England / Australia / Aotearoa New Zealand, b.1906, d.1994

Skaters

  • 1925
  • Wood engraving
  • Purchased 2012
  • 113 x 88mm
  • 2012/024

Two prints from early in Eileen Mayo’s career show the strength of her natural ability. Eileen was nineteen and studying at the Central School of Arts and Crafts, London, when she made the wood engraving Skaters. She made Turkish Bath a few years later in response to an invitation to put work in the Second Exhibition of British Lino-Cuts at the Redfern Gallery, London. Her invitation came from Claude Flight, the linocut’s principal champion, who reportedly instructed her on the technique over the telephone. She had met Flight, a teacher at the Grosvenor School of Art, while working there in 1929 as a life-class model.

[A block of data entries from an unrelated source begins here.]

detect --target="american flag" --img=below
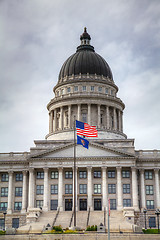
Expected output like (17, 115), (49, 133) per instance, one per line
(76, 120), (98, 137)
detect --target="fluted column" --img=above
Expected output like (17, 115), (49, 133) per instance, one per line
(7, 171), (13, 214)
(106, 106), (109, 129)
(117, 167), (123, 211)
(58, 168), (63, 211)
(102, 167), (107, 210)
(21, 170), (27, 213)
(154, 169), (160, 208)
(28, 169), (34, 208)
(88, 104), (91, 125)
(97, 104), (101, 128)
(87, 167), (93, 210)
(43, 168), (48, 211)
(132, 167), (139, 211)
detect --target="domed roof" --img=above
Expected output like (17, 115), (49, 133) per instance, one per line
(59, 28), (113, 82)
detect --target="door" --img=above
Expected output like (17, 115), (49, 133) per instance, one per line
(79, 199), (87, 211)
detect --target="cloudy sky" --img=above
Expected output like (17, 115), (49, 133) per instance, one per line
(0, 0), (160, 152)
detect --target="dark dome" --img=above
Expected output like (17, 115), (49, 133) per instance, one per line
(59, 28), (113, 80)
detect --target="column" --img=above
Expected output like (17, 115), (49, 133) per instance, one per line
(102, 167), (107, 210)
(7, 171), (13, 214)
(132, 167), (139, 211)
(154, 169), (160, 208)
(140, 169), (146, 211)
(77, 104), (81, 121)
(28, 169), (34, 208)
(88, 104), (91, 125)
(97, 104), (101, 128)
(87, 167), (93, 211)
(106, 106), (109, 129)
(21, 171), (27, 213)
(117, 167), (123, 211)
(58, 167), (63, 211)
(43, 168), (48, 212)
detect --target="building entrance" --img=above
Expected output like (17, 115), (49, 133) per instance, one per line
(94, 199), (102, 211)
(65, 199), (72, 211)
(79, 199), (87, 211)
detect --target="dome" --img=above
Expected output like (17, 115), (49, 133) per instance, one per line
(59, 28), (113, 82)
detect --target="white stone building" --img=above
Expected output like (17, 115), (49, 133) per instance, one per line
(0, 28), (160, 231)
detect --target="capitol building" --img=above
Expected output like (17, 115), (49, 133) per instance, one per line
(0, 28), (160, 233)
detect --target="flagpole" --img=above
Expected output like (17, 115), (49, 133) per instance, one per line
(73, 116), (76, 227)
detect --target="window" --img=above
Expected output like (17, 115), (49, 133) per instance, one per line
(91, 86), (94, 91)
(79, 171), (87, 178)
(37, 185), (44, 195)
(1, 187), (8, 197)
(16, 173), (23, 182)
(74, 86), (78, 92)
(110, 199), (117, 210)
(12, 218), (19, 228)
(37, 172), (44, 179)
(14, 202), (22, 211)
(36, 200), (43, 208)
(51, 199), (58, 210)
(1, 173), (8, 182)
(122, 170), (130, 178)
(79, 184), (87, 194)
(123, 184), (130, 194)
(15, 187), (22, 197)
(51, 184), (58, 194)
(123, 199), (131, 207)
(108, 184), (116, 193)
(65, 171), (73, 179)
(145, 171), (153, 180)
(108, 171), (115, 178)
(0, 202), (8, 211)
(94, 184), (101, 194)
(82, 86), (86, 92)
(94, 171), (101, 178)
(147, 200), (154, 209)
(51, 171), (58, 179)
(65, 184), (72, 194)
(146, 185), (153, 195)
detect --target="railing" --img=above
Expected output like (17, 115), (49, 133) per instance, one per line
(87, 208), (90, 226)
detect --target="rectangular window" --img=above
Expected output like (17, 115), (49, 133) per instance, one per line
(1, 187), (8, 197)
(147, 200), (154, 209)
(65, 184), (72, 194)
(146, 185), (153, 195)
(0, 202), (8, 211)
(108, 184), (116, 194)
(12, 218), (19, 228)
(145, 171), (153, 180)
(79, 184), (87, 194)
(110, 199), (117, 210)
(123, 184), (130, 194)
(36, 200), (43, 208)
(65, 171), (73, 179)
(123, 199), (131, 207)
(14, 202), (22, 211)
(15, 187), (22, 197)
(37, 185), (44, 195)
(94, 184), (101, 194)
(51, 199), (58, 210)
(94, 171), (101, 178)
(37, 172), (44, 179)
(108, 171), (115, 178)
(51, 171), (58, 179)
(1, 173), (8, 182)
(16, 173), (23, 182)
(79, 171), (87, 178)
(122, 171), (130, 178)
(51, 184), (58, 194)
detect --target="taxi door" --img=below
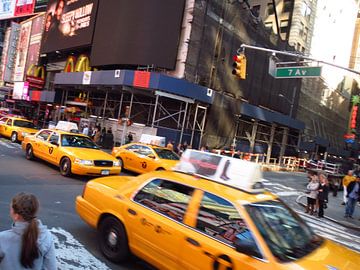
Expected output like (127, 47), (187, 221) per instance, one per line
(3, 119), (13, 137)
(32, 129), (52, 160)
(126, 179), (193, 269)
(179, 190), (271, 270)
(44, 132), (60, 165)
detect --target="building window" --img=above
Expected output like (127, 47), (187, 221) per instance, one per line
(264, 22), (272, 30)
(280, 20), (289, 33)
(251, 5), (260, 17)
(283, 0), (292, 12)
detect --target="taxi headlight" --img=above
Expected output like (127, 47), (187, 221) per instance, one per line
(113, 160), (120, 167)
(74, 158), (94, 166)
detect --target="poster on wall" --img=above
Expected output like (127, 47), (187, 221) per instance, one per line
(4, 22), (20, 82)
(0, 27), (11, 85)
(14, 20), (32, 82)
(25, 14), (45, 78)
(14, 0), (35, 16)
(41, 0), (98, 53)
(0, 0), (16, 19)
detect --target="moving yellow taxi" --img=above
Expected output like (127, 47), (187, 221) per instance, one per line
(111, 143), (180, 173)
(76, 150), (360, 270)
(22, 129), (121, 176)
(0, 116), (39, 142)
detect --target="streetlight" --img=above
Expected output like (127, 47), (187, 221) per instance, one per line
(278, 94), (295, 117)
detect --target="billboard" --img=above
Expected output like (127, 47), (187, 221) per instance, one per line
(90, 0), (185, 69)
(41, 0), (98, 53)
(25, 14), (45, 79)
(14, 20), (32, 82)
(0, 0), (16, 20)
(4, 22), (20, 82)
(14, 0), (35, 17)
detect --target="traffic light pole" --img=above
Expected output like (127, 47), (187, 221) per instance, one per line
(240, 44), (360, 75)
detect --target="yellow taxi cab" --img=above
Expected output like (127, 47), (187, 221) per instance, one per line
(22, 129), (121, 176)
(76, 150), (360, 270)
(0, 116), (39, 142)
(111, 142), (180, 173)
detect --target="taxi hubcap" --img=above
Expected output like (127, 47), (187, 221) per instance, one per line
(108, 231), (118, 246)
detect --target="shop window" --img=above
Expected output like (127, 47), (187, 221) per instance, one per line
(267, 3), (274, 15)
(196, 192), (260, 254)
(134, 179), (194, 222)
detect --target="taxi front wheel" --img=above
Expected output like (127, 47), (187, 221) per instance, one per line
(60, 157), (71, 176)
(98, 216), (130, 263)
(11, 132), (17, 143)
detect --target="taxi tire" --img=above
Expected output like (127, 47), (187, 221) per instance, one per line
(10, 132), (18, 143)
(98, 216), (130, 263)
(60, 157), (71, 177)
(25, 144), (35, 160)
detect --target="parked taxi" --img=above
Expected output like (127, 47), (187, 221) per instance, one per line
(0, 116), (39, 142)
(111, 143), (180, 173)
(76, 150), (360, 270)
(22, 129), (121, 176)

(Perilous: Unheard Stories from the Collection, 6 August 2022- )

Exhibition History

earlier labels about this work
  • Turn, Turn, Turn: A Year in Art, 27 July 2019 – 8 March 2020

    Believed to be one of Eileen Mayo’s first wood engravings, this dynamic monochromatic image of two ice skaters shows her interest in balancing form and movement within a tightly controlled picture space. In 1925, Mayo was in London and had just taken up her studies at the Central School of Arts and Crafts, after two years at the Slade School of Art. She attended evening classes in wood engraving, calligraphy, drawing, lithography and historical costume design, supporting herself by working as a freelance designer during the day. Mayo later worked as a model for a life-class at the Grosvenor School of Modern Art, where she met Claude Flight, the artist and educator who pioneered and popularised the linocut technique and encouraged Mayo to produce her first work in that medium.

    (Turn, Turn, Turn: A Year in Art, 27 July 2019 – 8 March 2020)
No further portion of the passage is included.